%
%\VignetteIndexEntry{ontoTools Primer}
%\VignetteDepends{ontoTools, org.Hs.eg.db, graph, GO.db}
%\VignetteKeywords{ontology}
%\VignettePackage{ontoTools}
%
% NOTE -- ONLY EDIT THE .Rnw FILE!!!  The .tex file is
% likely to be overwritten.
%
\documentclass[12pt]{article}

\usepackage{amsmath}
\usepackage[authoryear,round]{natbib}
\usepackage{hyperref,epsfig}


\newcommand{\Rfunction}[1]{{\texttt{#1}}}
\newcommand{\Robject}[1]{{\texttt{#1}}}
\newcommand{\Rpackage}[1]{{\textit{#1}}}
\newcommand{\Rmethod}[1]{{\texttt{#1}}}
\newcommand{\Rfunarg}[1]{{\texttt{#1}}}
\newcommand{\Rclass}[1]{{\textit{#1}}}


\textwidth=6.2in
\textheight=8.5in
%\parskip=.3cm
\oddsidemargin=.1in
\evensidemargin=.1in
\headheight=-.3in

\newcommand{\scscst}{\scriptscriptstyle}
\newcommand{\scst}{\scriptstyle}

\bibliographystyle{plainnat} 
 
\begin{document}
\title{{\it ontoTools}: software for working with ontologies in Bioconductor}
\author{VJ Carey {\tt stvjc@channing.harvard.edu}}
\maketitle
\tableofcontents

\section{Introduction}

An ontology is a vocabulary arranged as a rooted directed
acyclic graph (rDAG, or just DAG).  This package
provides tools for working with such data structures.
A key concern is the interpretation of sets of objects
mapped to an ontology.

%This package is in development in the absence
%of a truly mature graph data structure system in R.
%We use the {\it graph} package of Gentleman and Whalen,
%and provide some ad hoc extensions such as a {\tt compoundGraph}
%class that can be much more straightforwardly implemented.

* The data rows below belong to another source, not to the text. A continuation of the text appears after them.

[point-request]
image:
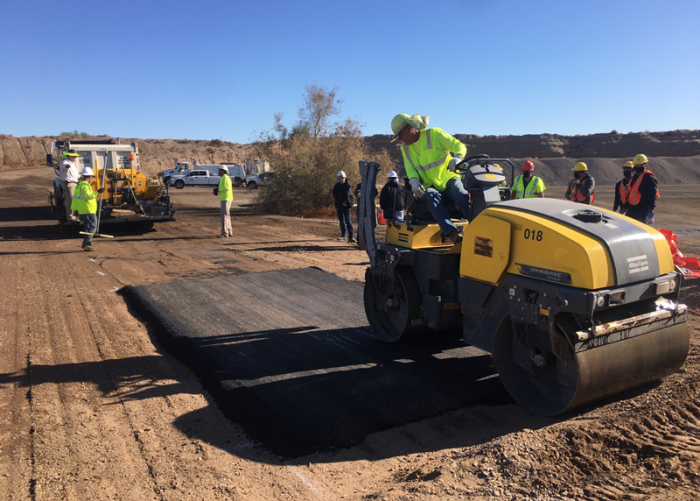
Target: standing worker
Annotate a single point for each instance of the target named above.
(84, 202)
(582, 186)
(225, 192)
(643, 191)
(430, 157)
(528, 185)
(68, 174)
(342, 196)
(622, 188)
(391, 199)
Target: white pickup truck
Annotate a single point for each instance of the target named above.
(195, 178)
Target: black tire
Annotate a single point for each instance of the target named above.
(391, 313)
(547, 389)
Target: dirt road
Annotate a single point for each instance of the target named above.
(92, 408)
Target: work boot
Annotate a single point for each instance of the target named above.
(454, 236)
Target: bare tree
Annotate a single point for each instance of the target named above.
(307, 157)
(320, 106)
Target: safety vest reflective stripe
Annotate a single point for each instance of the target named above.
(635, 196)
(578, 196)
(521, 192)
(624, 191)
(424, 168)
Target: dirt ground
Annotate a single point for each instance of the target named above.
(88, 402)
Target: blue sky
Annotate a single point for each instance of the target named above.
(221, 69)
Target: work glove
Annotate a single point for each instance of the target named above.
(417, 188)
(453, 163)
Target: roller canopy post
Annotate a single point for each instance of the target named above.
(367, 217)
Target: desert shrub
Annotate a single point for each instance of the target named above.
(307, 158)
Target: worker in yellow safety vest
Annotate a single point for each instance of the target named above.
(85, 204)
(528, 185)
(225, 192)
(430, 157)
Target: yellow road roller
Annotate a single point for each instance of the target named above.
(575, 303)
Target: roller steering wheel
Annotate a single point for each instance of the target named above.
(474, 159)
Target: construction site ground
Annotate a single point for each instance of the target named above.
(93, 405)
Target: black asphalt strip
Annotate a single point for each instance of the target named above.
(289, 356)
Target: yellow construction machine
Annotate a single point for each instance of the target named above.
(129, 197)
(575, 303)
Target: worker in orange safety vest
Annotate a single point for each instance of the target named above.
(643, 191)
(582, 186)
(622, 188)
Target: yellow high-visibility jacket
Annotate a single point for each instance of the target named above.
(427, 158)
(533, 188)
(225, 188)
(84, 199)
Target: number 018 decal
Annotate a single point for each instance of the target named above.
(533, 235)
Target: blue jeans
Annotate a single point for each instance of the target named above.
(89, 226)
(345, 223)
(455, 192)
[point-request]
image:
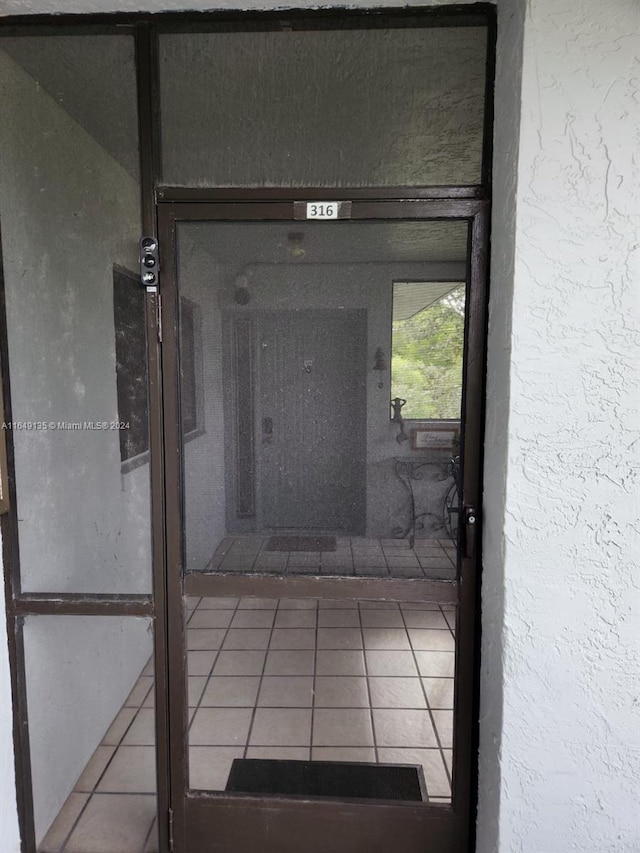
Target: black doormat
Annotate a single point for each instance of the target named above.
(327, 779)
(301, 543)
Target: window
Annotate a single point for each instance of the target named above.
(427, 348)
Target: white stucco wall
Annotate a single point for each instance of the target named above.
(559, 675)
(559, 728)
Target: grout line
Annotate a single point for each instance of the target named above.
(366, 677)
(264, 666)
(429, 710)
(315, 675)
(213, 663)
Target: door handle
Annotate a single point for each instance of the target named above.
(470, 516)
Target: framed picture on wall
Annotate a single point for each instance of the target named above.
(434, 438)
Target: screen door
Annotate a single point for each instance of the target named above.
(321, 548)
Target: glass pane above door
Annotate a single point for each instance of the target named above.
(296, 455)
(353, 107)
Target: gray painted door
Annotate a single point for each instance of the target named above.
(312, 424)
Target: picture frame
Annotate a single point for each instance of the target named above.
(440, 437)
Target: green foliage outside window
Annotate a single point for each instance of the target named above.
(426, 360)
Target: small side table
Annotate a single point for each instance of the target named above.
(409, 469)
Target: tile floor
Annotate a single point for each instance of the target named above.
(354, 555)
(332, 680)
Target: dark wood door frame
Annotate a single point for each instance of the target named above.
(145, 29)
(241, 822)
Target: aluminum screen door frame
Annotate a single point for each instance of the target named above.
(227, 823)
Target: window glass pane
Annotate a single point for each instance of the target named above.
(318, 683)
(427, 348)
(69, 202)
(296, 467)
(335, 108)
(91, 731)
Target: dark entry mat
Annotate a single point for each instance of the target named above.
(327, 779)
(301, 543)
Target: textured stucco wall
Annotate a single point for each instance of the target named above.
(558, 674)
(566, 658)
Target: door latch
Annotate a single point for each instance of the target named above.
(470, 516)
(149, 263)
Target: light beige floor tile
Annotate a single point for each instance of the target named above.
(290, 662)
(399, 727)
(205, 639)
(431, 619)
(338, 618)
(339, 638)
(139, 693)
(388, 639)
(253, 619)
(339, 662)
(380, 662)
(220, 727)
(94, 769)
(258, 604)
(342, 727)
(209, 766)
(118, 727)
(298, 604)
(396, 692)
(142, 729)
(63, 824)
(436, 664)
(286, 691)
(211, 619)
(344, 753)
(211, 602)
(296, 619)
(281, 727)
(448, 759)
(440, 692)
(341, 692)
(431, 762)
(132, 771)
(113, 824)
(382, 619)
(239, 691)
(196, 684)
(293, 638)
(239, 663)
(291, 753)
(200, 663)
(431, 640)
(246, 638)
(444, 725)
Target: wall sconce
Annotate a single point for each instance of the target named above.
(379, 364)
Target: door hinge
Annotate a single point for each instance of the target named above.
(171, 830)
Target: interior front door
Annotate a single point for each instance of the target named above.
(312, 420)
(321, 646)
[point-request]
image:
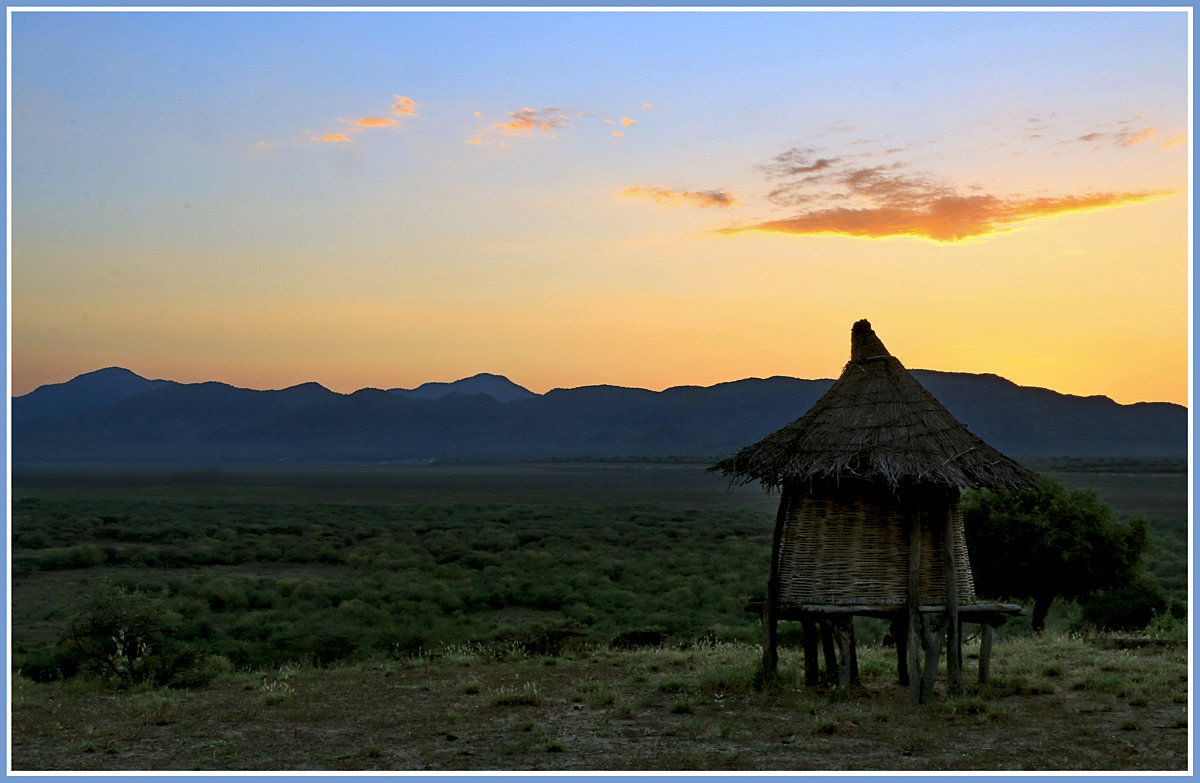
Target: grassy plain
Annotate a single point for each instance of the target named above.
(433, 586)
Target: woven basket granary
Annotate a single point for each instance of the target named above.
(849, 545)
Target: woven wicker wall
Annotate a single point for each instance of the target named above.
(851, 547)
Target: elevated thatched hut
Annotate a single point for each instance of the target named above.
(869, 519)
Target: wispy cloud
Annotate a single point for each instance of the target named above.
(403, 106)
(1125, 137)
(375, 121)
(669, 197)
(545, 123)
(844, 195)
(533, 120)
(943, 219)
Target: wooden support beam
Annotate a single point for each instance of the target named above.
(900, 638)
(769, 639)
(933, 627)
(831, 650)
(811, 663)
(987, 635)
(844, 633)
(853, 652)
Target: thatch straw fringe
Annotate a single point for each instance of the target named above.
(876, 423)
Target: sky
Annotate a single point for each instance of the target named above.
(627, 197)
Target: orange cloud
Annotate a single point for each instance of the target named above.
(943, 219)
(1123, 137)
(841, 195)
(528, 119)
(682, 198)
(403, 106)
(376, 121)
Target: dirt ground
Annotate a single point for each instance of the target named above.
(606, 712)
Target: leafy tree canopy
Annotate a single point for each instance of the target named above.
(1049, 543)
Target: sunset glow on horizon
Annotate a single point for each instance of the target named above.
(387, 198)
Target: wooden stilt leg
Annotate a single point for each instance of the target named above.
(811, 664)
(769, 639)
(853, 652)
(900, 634)
(987, 635)
(831, 651)
(843, 631)
(933, 633)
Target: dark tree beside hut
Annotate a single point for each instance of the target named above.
(870, 520)
(1050, 542)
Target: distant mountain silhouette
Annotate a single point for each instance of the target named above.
(493, 386)
(84, 393)
(114, 416)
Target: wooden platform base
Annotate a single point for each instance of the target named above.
(835, 626)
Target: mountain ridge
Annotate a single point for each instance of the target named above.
(115, 416)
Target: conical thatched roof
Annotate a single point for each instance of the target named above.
(876, 423)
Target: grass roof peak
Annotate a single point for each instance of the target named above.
(876, 423)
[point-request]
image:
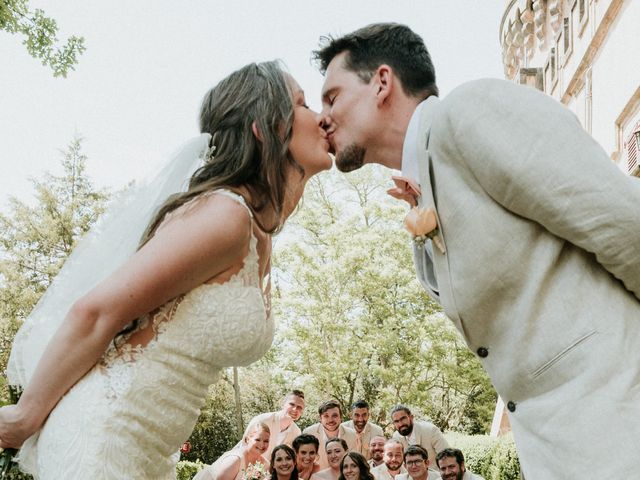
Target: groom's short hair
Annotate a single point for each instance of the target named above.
(383, 43)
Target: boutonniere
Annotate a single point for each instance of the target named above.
(422, 224)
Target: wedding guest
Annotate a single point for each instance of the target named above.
(336, 449)
(364, 429)
(450, 461)
(329, 427)
(376, 450)
(393, 460)
(417, 432)
(282, 423)
(355, 467)
(306, 448)
(417, 463)
(232, 464)
(283, 463)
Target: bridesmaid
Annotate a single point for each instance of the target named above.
(232, 464)
(283, 463)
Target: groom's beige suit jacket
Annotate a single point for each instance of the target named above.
(541, 272)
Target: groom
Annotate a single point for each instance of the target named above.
(536, 251)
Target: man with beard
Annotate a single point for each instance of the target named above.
(416, 461)
(393, 459)
(330, 427)
(364, 429)
(417, 432)
(376, 449)
(282, 423)
(451, 464)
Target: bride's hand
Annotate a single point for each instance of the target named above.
(14, 429)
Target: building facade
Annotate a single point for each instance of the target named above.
(586, 54)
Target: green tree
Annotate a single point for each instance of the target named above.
(36, 239)
(357, 324)
(40, 36)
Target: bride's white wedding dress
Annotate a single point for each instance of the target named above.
(127, 416)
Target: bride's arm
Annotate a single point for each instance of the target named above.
(204, 240)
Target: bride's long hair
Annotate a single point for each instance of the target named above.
(260, 93)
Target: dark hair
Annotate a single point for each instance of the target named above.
(450, 452)
(291, 454)
(295, 393)
(361, 462)
(416, 450)
(305, 439)
(260, 93)
(339, 440)
(359, 404)
(383, 43)
(400, 408)
(328, 405)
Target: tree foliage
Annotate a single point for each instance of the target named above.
(40, 36)
(355, 321)
(36, 239)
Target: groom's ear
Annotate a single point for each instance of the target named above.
(256, 132)
(384, 83)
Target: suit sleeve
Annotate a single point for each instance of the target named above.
(540, 164)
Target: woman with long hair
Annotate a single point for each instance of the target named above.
(116, 359)
(355, 467)
(233, 465)
(283, 463)
(336, 449)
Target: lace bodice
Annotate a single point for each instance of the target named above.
(144, 401)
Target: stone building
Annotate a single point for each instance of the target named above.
(586, 54)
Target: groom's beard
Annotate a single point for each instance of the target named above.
(351, 158)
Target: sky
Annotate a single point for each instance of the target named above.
(135, 93)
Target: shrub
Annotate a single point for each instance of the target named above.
(187, 470)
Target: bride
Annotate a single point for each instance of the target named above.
(116, 358)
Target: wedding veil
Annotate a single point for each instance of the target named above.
(107, 245)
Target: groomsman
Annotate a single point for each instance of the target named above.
(330, 427)
(365, 430)
(282, 423)
(393, 460)
(418, 432)
(376, 449)
(417, 463)
(450, 461)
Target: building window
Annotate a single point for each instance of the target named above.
(583, 14)
(632, 147)
(567, 42)
(532, 77)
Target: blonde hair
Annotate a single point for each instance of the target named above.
(258, 427)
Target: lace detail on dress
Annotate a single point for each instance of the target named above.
(127, 416)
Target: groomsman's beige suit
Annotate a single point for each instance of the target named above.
(346, 433)
(539, 268)
(427, 435)
(369, 431)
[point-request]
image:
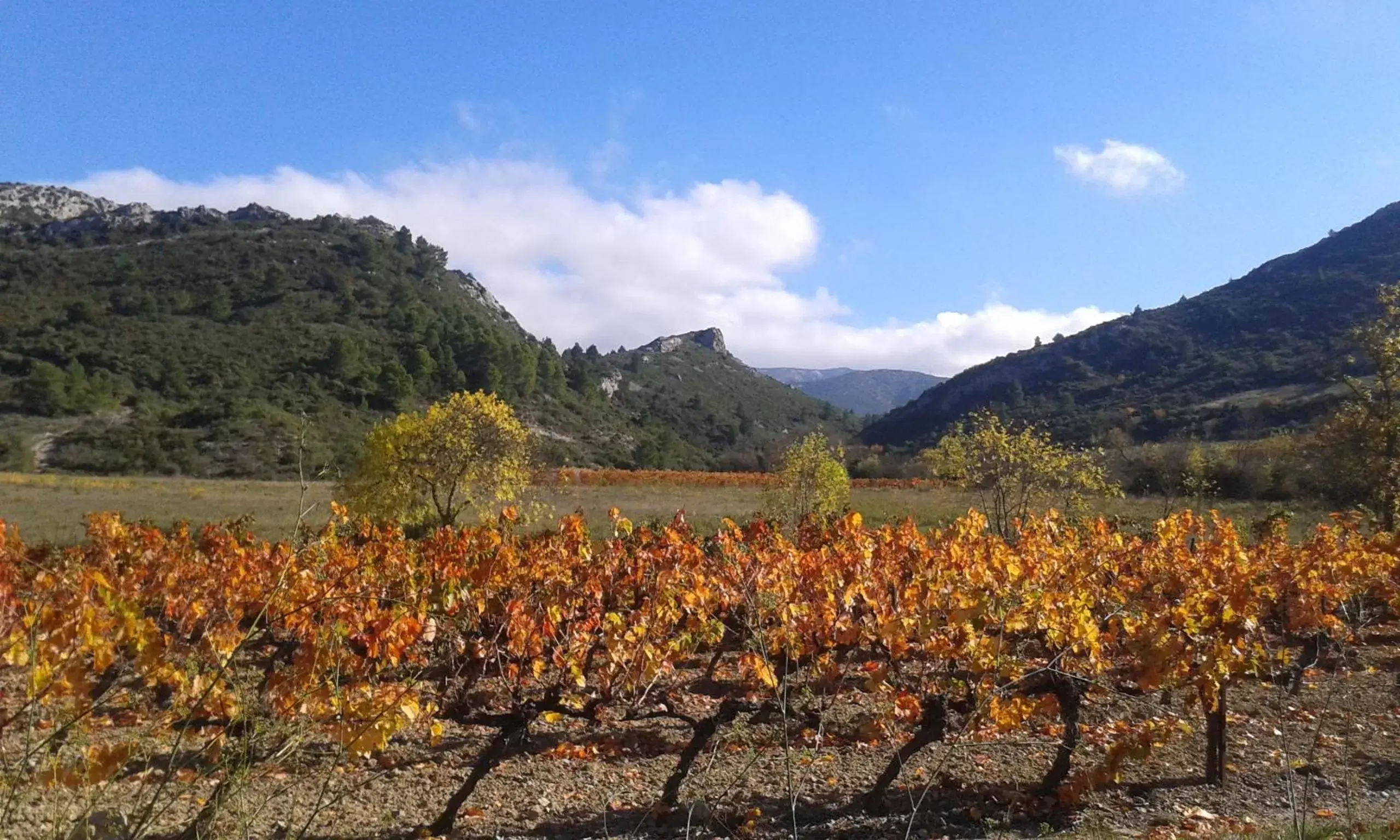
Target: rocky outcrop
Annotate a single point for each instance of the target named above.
(710, 338)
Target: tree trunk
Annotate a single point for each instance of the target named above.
(1216, 741)
(1068, 693)
(702, 734)
(933, 727)
(494, 752)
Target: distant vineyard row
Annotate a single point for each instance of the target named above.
(214, 641)
(673, 478)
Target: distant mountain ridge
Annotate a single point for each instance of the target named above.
(1258, 354)
(203, 342)
(801, 376)
(864, 393)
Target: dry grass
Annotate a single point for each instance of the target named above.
(51, 508)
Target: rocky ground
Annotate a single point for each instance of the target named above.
(1329, 754)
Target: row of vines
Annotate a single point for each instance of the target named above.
(679, 478)
(196, 640)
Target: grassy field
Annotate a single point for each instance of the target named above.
(49, 508)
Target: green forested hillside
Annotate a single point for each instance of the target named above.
(206, 343)
(1256, 354)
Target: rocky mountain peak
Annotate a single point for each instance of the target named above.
(41, 202)
(709, 338)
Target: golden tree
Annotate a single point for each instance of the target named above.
(1363, 439)
(811, 481)
(466, 453)
(1016, 471)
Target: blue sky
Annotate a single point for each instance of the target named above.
(874, 185)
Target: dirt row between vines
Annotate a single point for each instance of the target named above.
(1332, 752)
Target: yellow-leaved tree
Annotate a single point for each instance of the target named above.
(1016, 471)
(811, 481)
(468, 453)
(1361, 441)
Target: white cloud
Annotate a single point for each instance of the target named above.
(1123, 168)
(581, 269)
(606, 159)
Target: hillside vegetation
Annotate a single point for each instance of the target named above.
(205, 343)
(1253, 356)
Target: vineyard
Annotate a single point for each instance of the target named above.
(191, 679)
(679, 478)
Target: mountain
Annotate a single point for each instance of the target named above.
(804, 376)
(864, 393)
(689, 401)
(211, 343)
(1256, 354)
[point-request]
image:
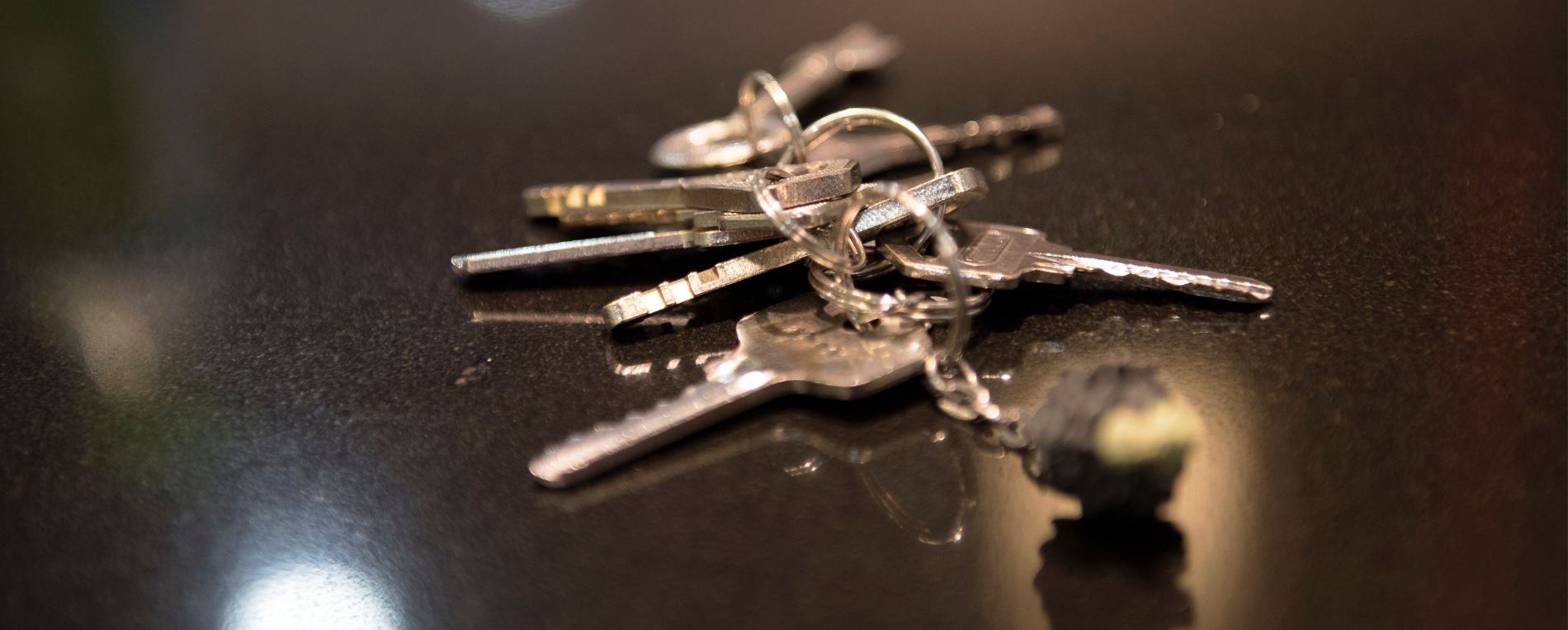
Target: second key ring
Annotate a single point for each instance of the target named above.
(750, 124)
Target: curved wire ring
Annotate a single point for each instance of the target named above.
(947, 253)
(867, 116)
(864, 116)
(838, 287)
(749, 96)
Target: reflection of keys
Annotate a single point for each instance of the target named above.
(998, 256)
(789, 348)
(941, 195)
(668, 199)
(723, 141)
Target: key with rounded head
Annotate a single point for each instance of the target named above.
(794, 347)
(941, 195)
(664, 199)
(996, 256)
(811, 73)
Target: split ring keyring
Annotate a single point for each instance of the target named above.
(822, 129)
(749, 96)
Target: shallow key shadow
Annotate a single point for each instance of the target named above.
(1113, 574)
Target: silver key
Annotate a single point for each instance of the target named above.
(998, 256)
(789, 348)
(941, 195)
(664, 199)
(811, 73)
(585, 249)
(808, 215)
(881, 149)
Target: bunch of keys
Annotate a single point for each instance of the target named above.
(819, 202)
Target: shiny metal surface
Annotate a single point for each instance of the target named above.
(789, 347)
(880, 151)
(599, 248)
(998, 256)
(240, 387)
(613, 202)
(946, 193)
(813, 71)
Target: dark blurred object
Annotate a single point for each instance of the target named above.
(1113, 436)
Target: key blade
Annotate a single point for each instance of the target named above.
(1137, 273)
(582, 202)
(585, 249)
(941, 195)
(593, 453)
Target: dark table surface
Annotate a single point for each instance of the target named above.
(242, 387)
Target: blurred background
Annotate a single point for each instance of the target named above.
(240, 387)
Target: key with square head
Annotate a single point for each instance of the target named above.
(794, 347)
(711, 230)
(996, 256)
(665, 199)
(941, 195)
(811, 73)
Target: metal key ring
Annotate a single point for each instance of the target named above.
(838, 286)
(866, 116)
(749, 96)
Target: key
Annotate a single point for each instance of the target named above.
(941, 195)
(645, 201)
(881, 149)
(585, 249)
(806, 215)
(794, 347)
(998, 256)
(811, 73)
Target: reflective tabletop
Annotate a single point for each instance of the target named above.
(242, 387)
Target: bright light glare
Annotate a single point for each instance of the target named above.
(311, 598)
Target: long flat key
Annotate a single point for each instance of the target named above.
(996, 256)
(811, 73)
(881, 149)
(941, 195)
(585, 249)
(808, 215)
(789, 348)
(643, 201)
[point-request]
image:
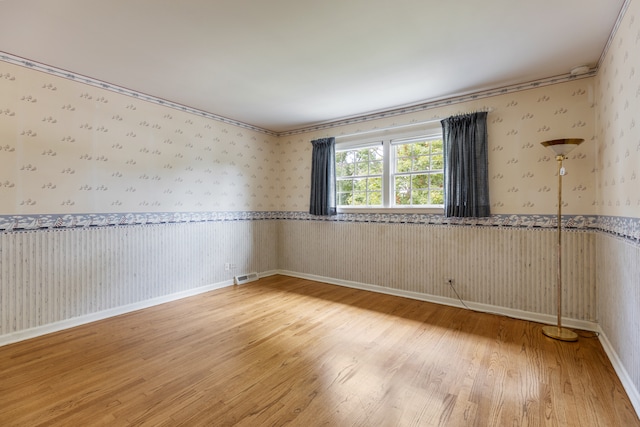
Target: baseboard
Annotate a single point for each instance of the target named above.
(625, 379)
(485, 308)
(100, 315)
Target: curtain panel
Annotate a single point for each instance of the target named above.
(323, 177)
(466, 174)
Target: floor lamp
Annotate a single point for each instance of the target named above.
(561, 147)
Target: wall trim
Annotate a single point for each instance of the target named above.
(623, 375)
(65, 74)
(105, 314)
(392, 112)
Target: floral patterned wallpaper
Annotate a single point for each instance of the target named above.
(523, 178)
(67, 147)
(618, 116)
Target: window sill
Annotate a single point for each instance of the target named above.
(420, 210)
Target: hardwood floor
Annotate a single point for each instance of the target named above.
(286, 351)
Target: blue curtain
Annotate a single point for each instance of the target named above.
(466, 174)
(323, 177)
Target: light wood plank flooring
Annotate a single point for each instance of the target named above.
(286, 351)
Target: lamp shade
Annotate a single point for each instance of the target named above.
(562, 147)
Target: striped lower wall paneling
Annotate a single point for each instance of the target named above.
(49, 276)
(618, 275)
(512, 268)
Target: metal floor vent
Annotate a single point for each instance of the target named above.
(245, 278)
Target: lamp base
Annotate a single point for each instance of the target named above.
(562, 334)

This package relies heavily on the \Rpackage{graph}
package from Bioconductor, and the {\it SparseM} package
from UIUC, available from CRAN.  %That package is also
%not fully mature, and in particular seems to have some
%bugs (in version 0.24) when used with Windows R.

\section{Basic structures}


\subsection{Rooted DAG}

The {\tt rootedDAG} class is built using a {\tt graph::graphNEL} and
specifying a root.

This package comes with {\tt litOnto}, which is a {\tt graphNEL}.
<<setupSmall>>=
library(graph)
library(ontoTools)
#library(Rgraphviz)
data(litOnto)
print(litOnto)
print(class(litOnto))
@
Children point to parents by default.
When Rgraphviz is available, the graphical
structure can be plotted using {\tt plot}.
%# should be fig=TRUE
%#plot(litOnto)
@

%\epsfig{file=demo1.ps,width=3.9in}

It is possible to reverse the directions of arcs in such a graph.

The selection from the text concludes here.